Observe that (1) implies that a power law distribution will look roughly as a straight line if graphed
on a log-log scale with the line’s slope being equal to its exponent α.
A remarkable feature of a power law distribution is that all its moments above 1 are infinite,
which implies that fluctuations around the mean can be arbitrarily high. This means that when
we randomly choose a node in a scale-free network, we do not know what to expect: The selected
node’s degree could be tiny or arbitrarily large. In particular, this property predicts the emergence
of hubs, i.e., nodes whose degrees can become disproportionally large (think e.g., of the number of
people following a celebrity account on Twitter).
Pick a consecutive 12 months period contained within the range from January 2000 to March
2002 (inclusively). Use the functions you implemented for Tasks 1 and 3 of the final project
to extract a slice of the weighted network contained within the period you chose. Analyse its
properties by answering the questions below. Note that if you worked on the final project jointly
with another student, you and your partner must choose different slices to analyse.
- The number of connections originating at or attracted by nodes in a scale-free network follows
an 80/20 rule, that is, roughly 20% of the nodes are either origins or destinations of 80% of
all edges in the network. (These 20% of nodes are, in fact, the hubs.)1 Use the code you
developed for Task 4 of the final project to compute the total weighted degree of all edges
originating at (respectively attracted by) the 20% highest out-degree (respectively, in-degree)

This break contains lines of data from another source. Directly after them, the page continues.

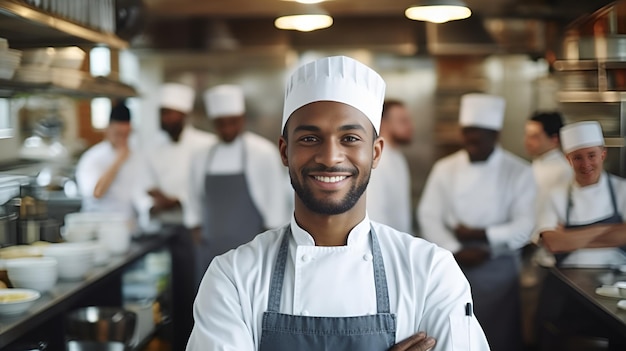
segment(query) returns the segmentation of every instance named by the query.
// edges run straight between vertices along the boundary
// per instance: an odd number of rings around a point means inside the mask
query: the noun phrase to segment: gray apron
[[[595,221],[593,223],[588,223],[588,224],[578,224],[578,225],[574,225],[574,224],[570,224],[569,222],[569,214],[570,211],[572,209],[572,189],[570,187],[568,193],[567,193],[567,208],[565,210],[565,225],[564,227],[567,229],[575,229],[575,228],[584,228],[584,227],[589,227],[592,225],[596,225],[596,224],[617,224],[617,223],[623,223],[623,219],[622,219],[622,215],[619,214],[618,210],[617,210],[617,200],[615,199],[615,191],[613,190],[613,184],[611,183],[611,177],[607,174],[607,183],[609,185],[609,194],[611,194],[611,204],[613,205],[613,214],[608,216],[605,219],[601,219],[599,221]],[[622,248],[624,249],[624,248]],[[562,253],[562,254],[556,254],[554,255],[554,257],[556,258],[556,263],[557,265],[560,264],[561,262],[563,262],[563,260],[565,260],[565,258],[570,254],[570,252],[566,252],[566,253]]]
[[[389,308],[383,256],[372,228],[377,314],[355,317],[313,317],[280,313],[280,298],[289,254],[291,227],[272,271],[267,312],[263,314],[260,351],[386,351],[395,343],[396,317]],[[346,296],[349,299],[350,296]]]
[[[195,246],[198,286],[213,257],[247,243],[264,230],[263,217],[246,182],[245,146],[243,150],[242,173],[205,176],[202,242]],[[214,153],[215,147],[209,152],[205,169],[209,169]]]
[[[617,209],[617,201],[611,178],[607,174],[611,203],[613,204],[613,214],[607,218],[587,224],[574,225],[570,223],[570,211],[572,204],[571,187],[567,195],[567,207],[565,210],[564,227],[568,229],[584,228],[596,224],[623,223],[622,216]],[[624,247],[621,248],[624,250]],[[555,254],[556,264],[559,266],[570,253]],[[603,330],[601,323],[596,322],[594,316],[585,314],[584,310],[577,308],[578,301],[573,301],[571,297],[564,297],[561,293],[560,284],[553,274],[548,274],[543,283],[537,307],[537,335],[539,345],[544,349],[554,349],[562,344],[559,332],[565,331],[570,335],[585,335],[593,337],[604,337],[606,330]],[[574,326],[569,321],[576,321]],[[566,326],[565,326],[566,325]]]
[[[519,259],[503,255],[463,268],[472,287],[474,312],[492,351],[521,350]]]

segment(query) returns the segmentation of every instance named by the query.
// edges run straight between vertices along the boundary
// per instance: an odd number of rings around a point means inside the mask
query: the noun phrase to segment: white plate
[[[622,298],[617,287],[613,285],[602,285],[601,287],[596,288],[596,294],[604,297],[614,297],[617,299]]]

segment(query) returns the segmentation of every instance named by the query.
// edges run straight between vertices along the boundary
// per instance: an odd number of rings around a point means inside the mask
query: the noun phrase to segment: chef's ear
[[[372,169],[378,167],[378,162],[383,155],[383,147],[385,146],[385,138],[379,136],[374,140],[372,147]]]
[[[283,161],[283,166],[289,167],[289,160],[287,159],[287,136],[285,134],[278,138],[278,151],[280,152],[280,159]]]

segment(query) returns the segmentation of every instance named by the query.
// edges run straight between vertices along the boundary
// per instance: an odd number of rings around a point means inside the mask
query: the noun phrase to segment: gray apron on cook
[[[519,259],[503,255],[463,268],[474,298],[474,312],[492,351],[521,350]]]
[[[613,205],[613,214],[607,218],[599,221],[587,223],[587,224],[571,224],[570,223],[570,211],[572,204],[571,187],[567,194],[567,207],[565,210],[565,223],[564,227],[567,229],[584,228],[596,224],[617,224],[623,223],[623,218],[618,212],[617,201],[615,198],[615,191],[613,190],[613,184],[611,184],[611,178],[607,174],[607,182],[609,186],[609,193],[611,195],[611,203]],[[624,250],[624,247],[621,248]],[[570,252],[555,254],[556,264],[559,266],[570,254]],[[539,295],[539,302],[537,307],[537,335],[539,339],[539,345],[544,348],[553,349],[553,343],[560,346],[562,340],[558,338],[558,333],[561,329],[564,329],[566,333],[571,335],[585,335],[594,337],[604,337],[606,330],[603,330],[601,323],[597,323],[594,316],[585,314],[583,309],[577,308],[578,301],[572,301],[571,297],[565,298],[560,289],[560,284],[554,275],[548,274],[541,293]],[[570,321],[576,321],[574,326]],[[563,327],[563,325],[567,325]]]
[[[615,199],[615,191],[613,190],[613,184],[611,184],[611,177],[607,174],[607,183],[609,184],[609,194],[611,194],[611,204],[613,205],[613,214],[608,216],[605,219],[601,219],[599,221],[595,221],[593,223],[588,224],[570,224],[569,222],[569,214],[572,209],[572,189],[570,187],[567,193],[567,209],[565,210],[565,225],[564,227],[567,229],[575,229],[575,228],[585,228],[596,224],[618,224],[623,223],[622,215],[619,214],[617,210],[617,200]],[[622,248],[623,250],[624,248]],[[556,263],[559,265],[567,256],[569,256],[570,252],[556,254],[554,257],[556,258]]]
[[[263,217],[246,182],[245,146],[243,150],[242,173],[205,176],[202,243],[195,246],[198,286],[213,257],[247,243],[264,230]],[[214,153],[215,147],[209,152],[205,169],[209,169]]]
[[[272,271],[267,312],[263,314],[260,351],[387,351],[395,343],[396,316],[390,312],[383,256],[374,228],[372,263],[377,314],[355,317],[313,317],[280,313],[280,298],[289,255],[291,227],[283,240]],[[349,299],[350,296],[346,296]]]

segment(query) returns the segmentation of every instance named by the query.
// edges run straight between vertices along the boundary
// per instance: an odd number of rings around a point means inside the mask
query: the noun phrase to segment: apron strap
[[[617,212],[617,199],[615,198],[615,191],[613,190],[613,183],[611,183],[611,176],[606,174],[606,182],[609,183],[609,194],[611,194],[611,203],[613,204],[613,216],[619,215]]]
[[[374,263],[374,284],[376,286],[376,309],[378,313],[391,313],[385,262],[380,251],[380,245],[378,245],[378,236],[374,231],[374,227],[370,227],[370,237],[372,239],[372,261]]]
[[[283,282],[285,280],[285,266],[289,254],[290,236],[291,225],[288,224],[283,230],[283,239],[281,240],[280,249],[278,250],[274,269],[272,270],[269,298],[267,301],[268,312],[278,313],[280,311],[280,298],[282,296]],[[370,227],[370,238],[372,240],[372,264],[374,266],[374,285],[376,287],[376,309],[378,313],[391,313],[383,254],[380,250],[378,237],[373,227]]]

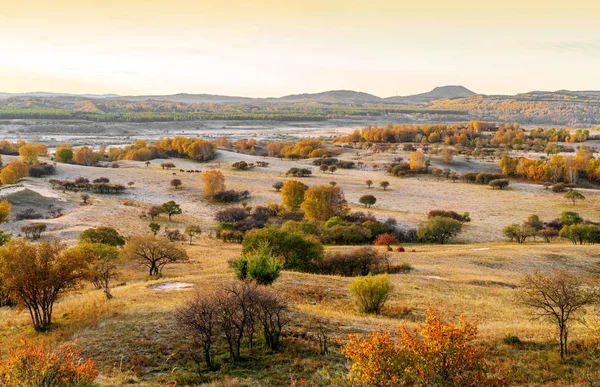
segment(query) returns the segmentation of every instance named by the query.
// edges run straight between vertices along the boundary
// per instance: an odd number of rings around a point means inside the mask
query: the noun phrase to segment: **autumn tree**
[[[290,212],[295,213],[304,202],[306,185],[297,180],[288,180],[281,188],[281,204]]]
[[[0,183],[2,184],[15,184],[17,182],[17,175],[10,168],[4,168],[0,171]]]
[[[420,171],[425,168],[425,154],[422,151],[410,154],[409,167],[411,171]]]
[[[377,235],[377,238],[375,238],[375,242],[373,242],[375,246],[385,246],[390,251],[392,245],[397,245],[399,243],[400,241],[398,240],[398,238],[389,233]]]
[[[204,194],[213,197],[219,192],[225,191],[225,176],[221,171],[210,170],[202,173],[204,183]]]
[[[6,169],[13,171],[17,180],[29,175],[29,167],[27,164],[19,160],[13,160],[8,163],[6,165]]]
[[[445,164],[452,163],[452,159],[454,158],[454,150],[452,148],[444,148],[441,152],[442,161]]]
[[[367,188],[371,188],[371,186],[373,185],[373,180],[367,180],[365,181],[365,184],[367,185]]]
[[[170,263],[188,260],[185,250],[165,238],[157,238],[153,235],[132,237],[125,245],[122,254],[125,259],[147,267],[150,276],[159,275],[163,267]]]
[[[8,222],[12,205],[8,200],[0,201],[0,223]]]
[[[569,354],[567,340],[571,323],[587,306],[598,301],[598,293],[580,276],[566,271],[543,274],[536,270],[523,278],[520,300],[536,317],[558,328],[562,359]]]
[[[190,245],[192,244],[192,238],[196,235],[202,234],[202,229],[200,226],[187,226],[185,228],[185,234],[190,238]]]
[[[85,276],[87,262],[66,254],[66,245],[12,240],[0,248],[0,279],[9,295],[27,308],[37,331],[52,323],[54,302]]]
[[[568,190],[567,193],[565,194],[564,198],[572,201],[573,205],[575,205],[575,202],[577,200],[585,200],[585,196],[583,196],[583,194],[581,192],[575,191],[574,189]]]
[[[39,151],[33,144],[25,144],[19,148],[19,156],[27,165],[35,166],[38,164]]]
[[[334,216],[345,216],[349,211],[342,189],[324,185],[310,187],[304,195],[301,208],[307,219],[321,221]]]
[[[387,189],[387,187],[390,186],[390,182],[389,181],[382,181],[381,183],[379,183],[379,185],[381,186],[381,188],[383,188],[383,190],[385,191]]]
[[[364,204],[365,207],[370,208],[375,202],[377,202],[377,198],[373,195],[363,195],[358,199],[360,204]]]
[[[90,166],[95,161],[94,151],[87,146],[82,146],[73,153],[73,161],[77,164]]]

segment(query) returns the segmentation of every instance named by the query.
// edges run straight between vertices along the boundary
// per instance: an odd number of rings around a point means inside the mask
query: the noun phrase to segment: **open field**
[[[371,154],[344,149],[337,156],[339,159],[360,160],[365,167],[338,169],[335,173],[318,171],[311,160],[263,159],[225,150],[219,150],[217,155],[215,160],[202,164],[170,159],[177,166],[171,171],[160,167],[165,161],[161,159],[152,160],[149,166],[143,162],[120,161],[119,168],[57,164],[57,173],[51,176],[54,179],[107,177],[111,183],[134,183],[121,195],[92,194],[91,205],[85,206],[80,204],[78,193],[51,190],[48,178],[23,179],[21,184],[28,190],[27,195],[19,194],[25,191],[15,192],[22,188],[0,191],[0,196],[14,201],[16,210],[35,202],[63,208],[63,216],[44,221],[49,229],[43,240],[58,238],[75,244],[81,231],[101,225],[114,227],[125,236],[147,233],[149,220],[140,214],[150,205],[168,200],[179,203],[183,214],[174,216],[170,223],[161,217],[158,223],[163,229],[182,229],[186,225],[200,225],[203,229],[203,235],[192,246],[179,242],[191,260],[168,266],[159,280],[148,278],[145,269],[126,263],[116,281],[114,299],[106,301],[100,291],[88,285],[69,293],[56,305],[57,327],[49,333],[35,334],[25,311],[0,309],[0,353],[5,354],[21,336],[36,340],[44,337],[50,342],[76,342],[86,356],[95,360],[101,373],[98,382],[106,386],[159,386],[171,381],[178,381],[179,385],[213,381],[207,385],[215,386],[221,385],[227,375],[236,386],[282,386],[291,379],[304,379],[309,385],[335,385],[339,375],[346,371],[346,363],[336,344],[332,344],[330,354],[317,354],[315,321],[326,322],[327,334],[334,342],[335,337],[343,338],[351,332],[366,333],[380,326],[416,326],[423,320],[425,309],[434,306],[451,319],[464,313],[469,319],[478,320],[478,342],[497,363],[498,375],[507,377],[514,385],[588,385],[587,368],[581,364],[595,367],[597,357],[590,355],[589,358],[578,357],[573,363],[561,362],[556,351],[555,329],[532,320],[515,296],[522,276],[535,269],[565,269],[597,278],[599,248],[564,241],[509,243],[502,241],[502,228],[520,223],[533,213],[549,221],[571,210],[598,221],[600,191],[581,189],[586,200],[574,207],[562,194],[536,184],[513,181],[509,189],[492,190],[484,185],[452,183],[432,176],[391,177],[372,167],[395,157],[408,159],[408,152],[402,151]],[[17,157],[3,156],[4,163],[13,159]],[[240,160],[267,161],[269,167],[233,170],[231,164]],[[194,291],[203,292],[231,281],[233,273],[228,262],[240,255],[241,246],[214,237],[213,216],[223,205],[204,197],[201,173],[180,172],[180,169],[218,169],[225,175],[228,189],[249,190],[251,196],[247,203],[257,206],[281,201],[281,194],[271,186],[286,180],[285,173],[291,167],[313,169],[313,176],[301,178],[309,186],[335,181],[353,211],[367,211],[358,204],[358,199],[367,193],[374,195],[377,203],[368,211],[378,219],[391,217],[401,225],[417,228],[426,221],[428,211],[449,209],[469,212],[472,221],[465,225],[464,232],[452,245],[409,244],[405,245],[405,253],[391,253],[393,262],[407,261],[413,270],[390,275],[395,290],[382,316],[365,316],[355,309],[348,290],[352,278],[284,272],[274,288],[290,301],[295,317],[286,331],[286,349],[272,357],[256,353],[238,365],[220,357],[218,370],[198,377],[190,371],[189,359],[184,355],[187,338],[174,329],[174,312]],[[432,157],[432,168],[435,167],[447,166],[438,157]],[[465,161],[460,157],[453,160],[450,168],[457,172],[498,170],[491,161]],[[174,174],[183,181],[179,189],[169,186]],[[364,183],[367,179],[375,182],[370,189]],[[379,187],[379,182],[384,180],[390,182],[387,190]],[[31,222],[11,221],[4,229],[17,235],[21,226]],[[350,246],[327,247],[327,250],[352,249]],[[192,284],[192,288],[167,291],[149,288],[149,285],[173,281]],[[595,316],[597,308],[592,310],[590,315]],[[596,339],[595,333],[579,322],[571,333],[572,341],[592,342]],[[502,344],[507,334],[519,336],[524,346],[514,348]],[[587,354],[589,352],[585,356]]]

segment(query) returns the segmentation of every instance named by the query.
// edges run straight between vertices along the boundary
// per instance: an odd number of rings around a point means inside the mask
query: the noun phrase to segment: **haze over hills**
[[[70,93],[0,93],[0,98],[30,97],[30,98],[89,98],[89,99],[123,99],[129,101],[157,100],[180,103],[245,103],[245,102],[269,102],[269,103],[307,103],[320,102],[331,104],[374,104],[374,103],[414,103],[428,102],[443,98],[460,98],[478,95],[464,86],[442,86],[436,87],[427,93],[395,96],[382,98],[373,94],[354,90],[329,90],[319,93],[291,94],[283,97],[253,98],[240,96],[226,96],[215,94],[188,94],[179,93],[173,95],[130,95],[120,96],[117,94],[70,94]]]
[[[373,94],[354,90],[329,90],[318,93],[290,94],[282,97],[254,98],[241,96],[228,96],[216,94],[189,94],[178,93],[172,95],[129,95],[117,94],[71,94],[52,92],[28,92],[28,93],[3,93],[0,92],[0,100],[4,99],[27,99],[43,98],[52,100],[76,101],[81,99],[96,100],[123,100],[123,101],[165,101],[186,104],[239,104],[239,103],[272,103],[272,104],[297,104],[297,103],[321,103],[339,105],[363,105],[363,104],[423,104],[438,100],[453,100],[472,97],[503,98],[515,100],[546,100],[546,101],[600,101],[600,91],[530,91],[516,95],[485,95],[478,94],[461,85],[449,85],[435,87],[433,90],[413,95],[378,97]]]

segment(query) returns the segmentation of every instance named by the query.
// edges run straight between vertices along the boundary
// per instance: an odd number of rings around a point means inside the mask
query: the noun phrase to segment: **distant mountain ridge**
[[[393,96],[382,98],[373,94],[354,90],[329,90],[318,93],[290,94],[282,97],[241,97],[216,94],[189,94],[179,93],[172,95],[130,95],[121,96],[117,94],[71,94],[71,93],[51,93],[51,92],[29,92],[29,93],[2,93],[0,99],[29,99],[42,98],[55,101],[76,101],[81,99],[91,100],[124,100],[124,101],[145,101],[156,100],[173,103],[322,103],[322,104],[341,104],[341,105],[362,105],[362,104],[422,104],[443,99],[460,99],[472,97],[494,98],[500,96],[484,95],[475,93],[461,85],[448,85],[435,87],[431,91],[420,94]],[[564,101],[584,101],[600,100],[600,91],[530,91],[516,95],[502,96],[504,98],[526,99],[526,100],[564,100]]]

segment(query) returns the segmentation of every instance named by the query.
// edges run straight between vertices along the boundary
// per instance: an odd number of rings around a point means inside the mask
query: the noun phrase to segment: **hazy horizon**
[[[0,91],[600,90],[600,6],[523,3],[0,0]]]

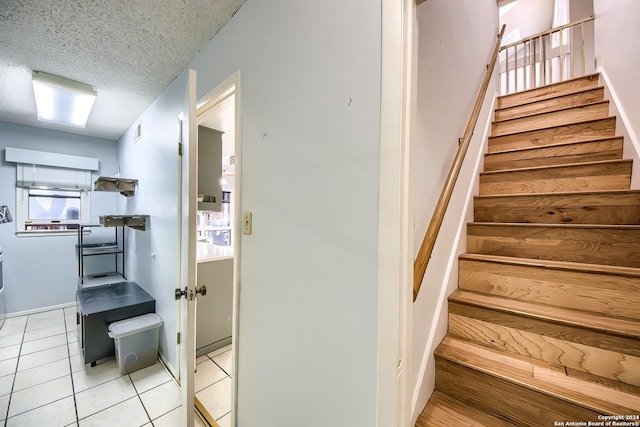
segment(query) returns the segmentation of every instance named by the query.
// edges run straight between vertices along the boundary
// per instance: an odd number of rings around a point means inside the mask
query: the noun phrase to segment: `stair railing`
[[[429,264],[429,259],[431,258],[431,252],[433,252],[433,246],[436,243],[436,238],[438,237],[438,233],[440,232],[440,226],[442,225],[444,214],[447,211],[447,207],[449,206],[451,194],[453,193],[456,181],[458,180],[458,175],[460,174],[460,169],[462,168],[464,157],[467,154],[467,149],[469,148],[469,144],[471,143],[473,130],[475,129],[476,123],[478,122],[480,109],[482,108],[482,103],[484,102],[484,97],[487,93],[487,88],[489,87],[489,82],[491,81],[491,77],[493,75],[493,69],[498,58],[498,51],[500,49],[500,43],[502,42],[504,29],[505,26],[503,25],[502,29],[500,30],[500,34],[498,34],[498,40],[496,41],[493,54],[491,55],[491,60],[489,61],[489,64],[487,64],[487,72],[484,76],[482,86],[480,86],[480,92],[478,93],[478,97],[476,98],[476,103],[474,104],[473,110],[471,111],[471,117],[469,117],[469,122],[467,123],[464,135],[461,138],[460,144],[458,146],[458,151],[456,152],[456,156],[453,159],[451,169],[449,169],[447,180],[442,187],[442,192],[440,192],[438,203],[436,204],[433,215],[431,216],[431,221],[429,222],[429,227],[427,228],[427,232],[424,236],[424,239],[422,240],[422,244],[420,245],[418,256],[413,263],[414,301],[418,297],[418,291],[420,290],[420,285],[422,284],[424,273],[427,271],[427,265]]]
[[[500,94],[586,75],[585,25],[593,20],[590,16],[502,46]]]

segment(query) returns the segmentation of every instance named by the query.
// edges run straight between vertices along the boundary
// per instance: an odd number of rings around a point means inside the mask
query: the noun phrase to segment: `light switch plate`
[[[250,235],[253,228],[251,212],[242,212],[242,234]]]

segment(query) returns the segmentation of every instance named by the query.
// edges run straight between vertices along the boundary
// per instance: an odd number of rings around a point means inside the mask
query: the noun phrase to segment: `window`
[[[91,171],[98,160],[6,148],[16,163],[16,233],[23,236],[76,233],[91,218]]]
[[[75,230],[88,222],[89,193],[86,190],[18,188],[18,230]]]

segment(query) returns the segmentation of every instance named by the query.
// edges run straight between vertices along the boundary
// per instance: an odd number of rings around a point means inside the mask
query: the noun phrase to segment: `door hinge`
[[[180,332],[176,334],[176,344],[180,345]]]
[[[178,156],[182,156],[182,142],[178,142]]]

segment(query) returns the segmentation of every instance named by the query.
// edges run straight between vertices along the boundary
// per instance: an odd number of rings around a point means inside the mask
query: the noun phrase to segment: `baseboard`
[[[231,344],[231,337],[227,337],[212,344],[205,345],[204,347],[200,347],[196,350],[196,357],[204,356],[205,354],[211,353],[212,351],[215,351],[219,348],[226,347],[229,344]]]
[[[173,365],[169,363],[169,359],[167,359],[164,353],[160,350],[158,350],[158,359],[160,359],[160,363],[162,363],[164,367],[167,369],[167,371],[169,371],[173,379],[178,384],[180,384],[180,382],[178,381],[178,371],[176,371],[176,368],[174,368]]]
[[[48,307],[34,308],[31,310],[16,311],[15,313],[7,313],[6,318],[9,319],[11,317],[20,317],[20,316],[26,316],[29,314],[43,313],[45,311],[60,310],[61,308],[64,309],[69,307],[75,307],[75,305],[76,303],[74,301],[74,302],[67,302],[65,304],[50,305]]]
[[[610,114],[618,117],[616,121],[616,135],[624,137],[624,158],[633,158],[633,171],[631,173],[631,188],[640,188],[640,141],[631,126],[629,115],[626,113],[620,97],[615,88],[611,84],[611,80],[604,68],[598,67],[598,73],[602,77],[601,83],[605,88],[605,99],[611,101],[609,103]]]

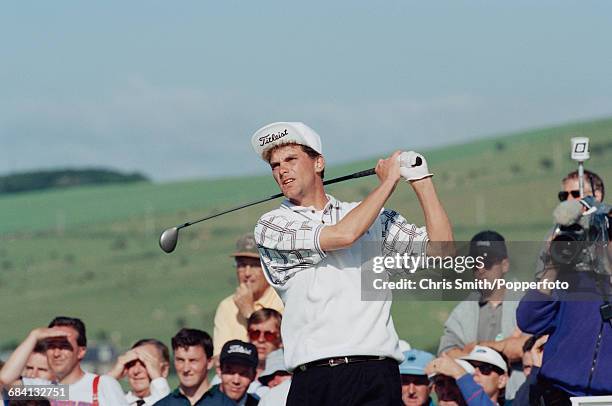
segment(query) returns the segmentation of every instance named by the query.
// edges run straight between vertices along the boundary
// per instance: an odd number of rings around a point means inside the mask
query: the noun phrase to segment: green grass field
[[[612,182],[612,119],[511,134],[425,151],[457,239],[495,229],[537,241],[552,224],[559,180],[574,163],[572,135],[591,137],[587,168]],[[401,146],[395,146],[401,148]],[[371,167],[332,166],[327,178]],[[358,200],[372,178],[329,188]],[[234,288],[228,253],[241,233],[279,201],[186,229],[175,253],[159,233],[187,219],[277,193],[268,176],[83,187],[0,198],[0,346],[20,341],[55,315],[82,317],[89,336],[120,348],[145,336],[169,338],[179,326],[212,332],[217,303]],[[400,185],[388,207],[422,224],[418,203]],[[452,302],[396,302],[402,338],[434,350]]]

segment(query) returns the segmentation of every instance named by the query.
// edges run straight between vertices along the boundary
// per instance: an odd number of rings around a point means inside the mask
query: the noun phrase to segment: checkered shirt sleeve
[[[284,285],[300,270],[325,258],[319,246],[323,224],[284,216],[263,216],[255,226],[255,241],[269,280]]]
[[[379,216],[382,224],[382,254],[425,255],[427,252],[427,229],[417,227],[393,210],[383,210]]]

nodes in the network slice you selected. Briefly describe the methodology you used and your
findings. Does the 80/20 rule indeed apply to your chosen network slice? You may use
visualisations to support your conclusions. (15%)
- Another interesting property of the scale-free networks (colloquially known as “the rich get
richer”) is that the maximum node degree kmax is directly proportional to the number of
nodes in the network. Use the functions you implemented for Tasks 3 and 4 of the final
project to compute kmax (for both in and out degrees) and the number of nodes for the
sub-slices containing the Emails sent within the first n months, where 1 ≤ n ≤ 12, of your
chosen network slice. Briefly describe the methodology you used and your findings. Does
kmax for either in or out degrees (or both) indeed grow linearly with the number of nodes in
your chosen network slice? You may use visualisations to support your conclusions. (15%)
1This rule was originally formulated by a 19th century economist Vilfredo Pareto in the context of wealth
distribution in a capitalist free-market society: Roughly 80% of money is earned by only 20% of the population.